A second independent predictor for TLR, the composite of death/MI, and TVF in our study was a small (<3.0 mm) RVD of the MB. This finding is in agreement with previous studies investigating predictors for ISR7,24. A small RVD of the SB, on the other hand, was associated with a trend towards lower TLR and TVF rates. This seems counter-intuitive, but may be explained by several factors. As mentioned above, ULMCA was a strong predictor for TVF and TLR. The side branch of the ULMCA is by definition the circumflex artery, which has a RVD >3.0 mm in most cases. Indeed, if the analysis was repeated excluding the patients treated for ULMCA disease, the hazard ratio of SB RVD <3.0 mm for the prediction of TVF and TLR was closer to equivalence. Furthermore, repeat angiography was not performed in the majority of the patients, except in the FIM study and, partially, in the IUVANT study. It is conceivable that ISR of small side branches may occur without symptoms and does not result in revascularisation. This could have been the case in our patients. Indeed, no association was observed with death and MI. Third, even if ISR was observed, interventional cardiologists may have been conservative in the treatment approach of small restenotic SB. Lastly, the majority of patients were treated with the Tryton stent mounted on a stent balloon delivery system with SB diameter of 2.5 mm, which may have resulted in some malapposition in larger side branches. Recently, newer Tryton stent designs have been introduced, including SB diameters of 3.0 mm and 3.5 mm. Further studies are needed to evaluate whether this will improve clinical outcomes after treatment with Tryton in lesions with large SB diameters (including LM bifurcations).

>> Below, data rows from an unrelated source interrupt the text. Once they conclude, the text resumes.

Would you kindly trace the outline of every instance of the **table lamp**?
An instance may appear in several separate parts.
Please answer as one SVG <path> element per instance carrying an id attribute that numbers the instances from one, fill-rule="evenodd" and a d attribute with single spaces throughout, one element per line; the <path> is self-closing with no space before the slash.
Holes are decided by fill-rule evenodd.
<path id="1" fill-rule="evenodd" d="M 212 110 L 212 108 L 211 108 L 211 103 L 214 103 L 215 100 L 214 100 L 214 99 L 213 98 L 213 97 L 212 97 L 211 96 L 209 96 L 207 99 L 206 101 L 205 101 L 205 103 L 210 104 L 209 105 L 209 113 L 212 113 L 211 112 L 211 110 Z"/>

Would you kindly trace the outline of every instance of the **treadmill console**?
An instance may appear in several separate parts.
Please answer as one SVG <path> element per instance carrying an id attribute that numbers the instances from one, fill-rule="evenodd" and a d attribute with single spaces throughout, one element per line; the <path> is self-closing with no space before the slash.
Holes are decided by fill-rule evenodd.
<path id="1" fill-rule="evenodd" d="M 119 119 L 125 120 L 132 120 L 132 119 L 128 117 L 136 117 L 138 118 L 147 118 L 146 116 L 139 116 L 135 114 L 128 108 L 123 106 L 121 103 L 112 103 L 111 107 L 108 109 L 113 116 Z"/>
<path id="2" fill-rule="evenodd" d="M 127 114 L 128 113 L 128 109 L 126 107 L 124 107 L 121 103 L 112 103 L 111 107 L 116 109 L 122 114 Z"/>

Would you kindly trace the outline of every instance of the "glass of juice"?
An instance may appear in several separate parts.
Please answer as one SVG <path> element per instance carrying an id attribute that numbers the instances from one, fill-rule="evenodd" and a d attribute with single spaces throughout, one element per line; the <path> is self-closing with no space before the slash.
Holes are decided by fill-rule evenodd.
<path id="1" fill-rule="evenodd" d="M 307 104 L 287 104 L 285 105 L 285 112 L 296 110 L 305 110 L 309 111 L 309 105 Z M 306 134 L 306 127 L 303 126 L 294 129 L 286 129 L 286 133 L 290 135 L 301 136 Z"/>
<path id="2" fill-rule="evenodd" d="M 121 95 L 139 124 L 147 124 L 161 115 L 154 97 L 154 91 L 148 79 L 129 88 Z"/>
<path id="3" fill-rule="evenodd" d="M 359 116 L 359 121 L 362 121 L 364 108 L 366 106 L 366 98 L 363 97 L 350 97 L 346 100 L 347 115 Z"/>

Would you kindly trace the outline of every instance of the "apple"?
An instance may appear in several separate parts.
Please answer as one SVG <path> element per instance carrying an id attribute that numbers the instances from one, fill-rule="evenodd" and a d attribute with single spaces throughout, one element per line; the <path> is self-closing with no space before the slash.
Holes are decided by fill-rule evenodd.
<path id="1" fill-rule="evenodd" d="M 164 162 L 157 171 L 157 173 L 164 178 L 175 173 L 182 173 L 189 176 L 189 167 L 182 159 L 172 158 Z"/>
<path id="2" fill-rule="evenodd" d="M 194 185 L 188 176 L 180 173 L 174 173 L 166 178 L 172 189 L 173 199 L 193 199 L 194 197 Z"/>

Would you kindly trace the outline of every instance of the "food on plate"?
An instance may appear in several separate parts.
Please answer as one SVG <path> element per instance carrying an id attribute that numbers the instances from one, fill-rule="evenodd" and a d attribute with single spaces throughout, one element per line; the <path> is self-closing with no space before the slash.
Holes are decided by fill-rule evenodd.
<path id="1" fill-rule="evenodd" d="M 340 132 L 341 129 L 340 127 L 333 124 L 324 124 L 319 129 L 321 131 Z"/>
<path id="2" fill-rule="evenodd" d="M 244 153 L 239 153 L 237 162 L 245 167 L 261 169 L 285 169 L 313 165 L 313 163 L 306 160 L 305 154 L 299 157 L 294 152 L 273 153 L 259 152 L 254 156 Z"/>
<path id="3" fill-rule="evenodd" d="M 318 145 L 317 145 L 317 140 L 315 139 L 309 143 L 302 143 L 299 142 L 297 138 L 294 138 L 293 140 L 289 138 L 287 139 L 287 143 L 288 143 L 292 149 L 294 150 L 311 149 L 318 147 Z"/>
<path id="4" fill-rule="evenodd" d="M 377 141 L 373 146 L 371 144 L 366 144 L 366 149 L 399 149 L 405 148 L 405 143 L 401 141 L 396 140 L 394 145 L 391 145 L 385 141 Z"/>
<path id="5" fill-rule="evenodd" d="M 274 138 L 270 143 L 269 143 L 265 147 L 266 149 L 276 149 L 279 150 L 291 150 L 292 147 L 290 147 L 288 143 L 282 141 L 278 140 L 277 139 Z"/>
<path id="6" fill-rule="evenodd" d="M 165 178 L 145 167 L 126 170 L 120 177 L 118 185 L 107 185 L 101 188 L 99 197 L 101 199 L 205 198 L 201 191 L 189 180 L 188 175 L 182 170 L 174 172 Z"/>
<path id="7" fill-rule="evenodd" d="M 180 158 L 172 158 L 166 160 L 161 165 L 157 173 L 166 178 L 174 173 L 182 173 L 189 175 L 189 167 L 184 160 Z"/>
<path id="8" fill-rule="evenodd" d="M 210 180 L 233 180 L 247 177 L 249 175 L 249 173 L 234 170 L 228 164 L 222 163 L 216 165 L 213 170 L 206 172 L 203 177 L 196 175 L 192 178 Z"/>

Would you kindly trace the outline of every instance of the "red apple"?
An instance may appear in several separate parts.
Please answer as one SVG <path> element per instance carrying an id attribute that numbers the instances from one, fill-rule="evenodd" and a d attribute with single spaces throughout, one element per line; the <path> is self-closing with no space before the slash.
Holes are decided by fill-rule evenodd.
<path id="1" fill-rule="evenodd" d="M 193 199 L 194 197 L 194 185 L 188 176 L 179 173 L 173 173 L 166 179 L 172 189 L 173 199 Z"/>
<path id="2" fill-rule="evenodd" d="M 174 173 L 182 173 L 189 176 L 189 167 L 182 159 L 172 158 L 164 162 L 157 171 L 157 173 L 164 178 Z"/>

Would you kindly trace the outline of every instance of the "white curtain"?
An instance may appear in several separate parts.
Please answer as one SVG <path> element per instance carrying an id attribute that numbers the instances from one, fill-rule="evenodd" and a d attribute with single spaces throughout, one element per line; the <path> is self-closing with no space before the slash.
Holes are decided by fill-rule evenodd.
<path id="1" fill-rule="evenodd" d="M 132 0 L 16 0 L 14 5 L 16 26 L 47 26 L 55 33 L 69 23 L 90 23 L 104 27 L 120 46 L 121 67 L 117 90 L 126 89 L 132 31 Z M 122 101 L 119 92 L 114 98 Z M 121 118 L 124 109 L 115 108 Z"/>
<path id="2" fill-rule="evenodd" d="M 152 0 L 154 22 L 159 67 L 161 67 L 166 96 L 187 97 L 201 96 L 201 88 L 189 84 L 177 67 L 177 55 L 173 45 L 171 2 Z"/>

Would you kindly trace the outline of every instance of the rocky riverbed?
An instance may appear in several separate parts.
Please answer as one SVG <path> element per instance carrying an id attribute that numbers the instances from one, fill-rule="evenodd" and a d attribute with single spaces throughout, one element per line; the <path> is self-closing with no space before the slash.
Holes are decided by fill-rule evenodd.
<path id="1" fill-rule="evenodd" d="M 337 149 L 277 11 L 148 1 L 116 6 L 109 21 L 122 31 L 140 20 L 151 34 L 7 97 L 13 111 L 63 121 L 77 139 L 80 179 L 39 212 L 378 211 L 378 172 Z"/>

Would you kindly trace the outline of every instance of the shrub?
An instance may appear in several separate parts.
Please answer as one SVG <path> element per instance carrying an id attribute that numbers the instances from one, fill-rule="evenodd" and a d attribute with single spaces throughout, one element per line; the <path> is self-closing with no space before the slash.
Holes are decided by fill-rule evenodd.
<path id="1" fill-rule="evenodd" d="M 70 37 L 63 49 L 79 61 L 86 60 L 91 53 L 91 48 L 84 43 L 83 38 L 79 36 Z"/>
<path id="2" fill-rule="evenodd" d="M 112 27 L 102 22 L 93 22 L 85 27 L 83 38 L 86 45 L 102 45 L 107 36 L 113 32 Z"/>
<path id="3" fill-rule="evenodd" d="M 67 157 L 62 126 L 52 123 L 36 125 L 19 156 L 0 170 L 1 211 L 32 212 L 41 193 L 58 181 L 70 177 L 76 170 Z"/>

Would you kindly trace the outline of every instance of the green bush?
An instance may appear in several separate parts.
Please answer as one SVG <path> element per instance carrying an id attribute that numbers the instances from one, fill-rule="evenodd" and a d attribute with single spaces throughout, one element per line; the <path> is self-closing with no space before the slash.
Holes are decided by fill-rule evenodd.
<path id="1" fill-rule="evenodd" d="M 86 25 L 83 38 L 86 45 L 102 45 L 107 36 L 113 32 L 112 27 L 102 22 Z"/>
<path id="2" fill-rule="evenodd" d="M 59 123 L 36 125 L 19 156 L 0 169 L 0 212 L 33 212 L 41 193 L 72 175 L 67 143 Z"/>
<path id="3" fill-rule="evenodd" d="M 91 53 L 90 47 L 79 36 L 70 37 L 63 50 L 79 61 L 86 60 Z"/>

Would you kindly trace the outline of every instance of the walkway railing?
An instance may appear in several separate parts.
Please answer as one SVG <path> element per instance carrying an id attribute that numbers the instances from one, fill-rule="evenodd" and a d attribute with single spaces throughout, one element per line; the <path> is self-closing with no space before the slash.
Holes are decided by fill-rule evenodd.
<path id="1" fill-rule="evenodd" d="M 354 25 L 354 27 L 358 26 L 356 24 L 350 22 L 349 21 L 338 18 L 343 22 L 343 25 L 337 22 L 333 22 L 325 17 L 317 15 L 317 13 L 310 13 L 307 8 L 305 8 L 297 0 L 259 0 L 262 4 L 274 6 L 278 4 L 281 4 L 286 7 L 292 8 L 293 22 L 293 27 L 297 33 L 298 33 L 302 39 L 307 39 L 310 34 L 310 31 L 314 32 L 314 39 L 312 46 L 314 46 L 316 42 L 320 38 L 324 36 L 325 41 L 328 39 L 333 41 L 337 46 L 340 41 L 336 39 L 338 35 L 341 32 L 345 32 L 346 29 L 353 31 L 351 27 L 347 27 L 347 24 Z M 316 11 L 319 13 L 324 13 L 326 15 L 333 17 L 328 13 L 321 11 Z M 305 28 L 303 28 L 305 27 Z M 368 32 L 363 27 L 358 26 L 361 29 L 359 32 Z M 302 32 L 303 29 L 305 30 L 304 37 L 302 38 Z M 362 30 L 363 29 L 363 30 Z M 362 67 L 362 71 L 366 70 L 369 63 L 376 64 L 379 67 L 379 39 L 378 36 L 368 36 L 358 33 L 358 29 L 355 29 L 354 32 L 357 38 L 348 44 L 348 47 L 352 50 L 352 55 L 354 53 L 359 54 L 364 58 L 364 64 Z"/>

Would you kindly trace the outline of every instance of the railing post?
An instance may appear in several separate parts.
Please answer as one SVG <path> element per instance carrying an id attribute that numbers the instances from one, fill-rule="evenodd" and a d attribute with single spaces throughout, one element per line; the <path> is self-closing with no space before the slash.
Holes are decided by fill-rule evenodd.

The study suffers from the usual limitations of registry data. The first limitation is the selection bias due to the lack of strict inclusion and exclusion criteria and to the fact that Tryton stent use was at the discretion of the operator in most of the analysed registries. Second, the majority of the data was not independently monitored which may have introduced inaccuracies in the data. Third, the lack of routine angiographic follow-up, except for the FIM study and partially for the IUVANT study, may have resulted in under-detection of angiographic ISR. However, angiographic follow-up is not routinely performed in clinical practice and results in an increase in clinically unjustified revascularisations23. Fourth, cardiac biomarkers were measured after PCI only if clinically indicated (i.e., ischaemic chest pain and/or new ischaemic changes on the electrocardiogram), resulting in potential under-reporting of periprocedural MI. However, the prognostic significance of periprocedural MI is a topic of ongoing debate25,26.
In a real world setting, including ACS patients presenting with MI in a considerable proportion of cases, use of the Tryton Side Branch Stent™ for treatment of coronary bifurcation lesions is associated with a 95% procedural success rate and clinical outcomes that compare very favourably with historical data.
Conflict of interest statement
M.J. Grundeken, M. Norell and J.J. Wykrzykowska receive consultancy fees from Tryton Medical. P.R. Stella, A. Bartorelli and M. Lesiak are members of the steering committee of the Tryton IDE trial. The other authors have no conflicts of interest to declare.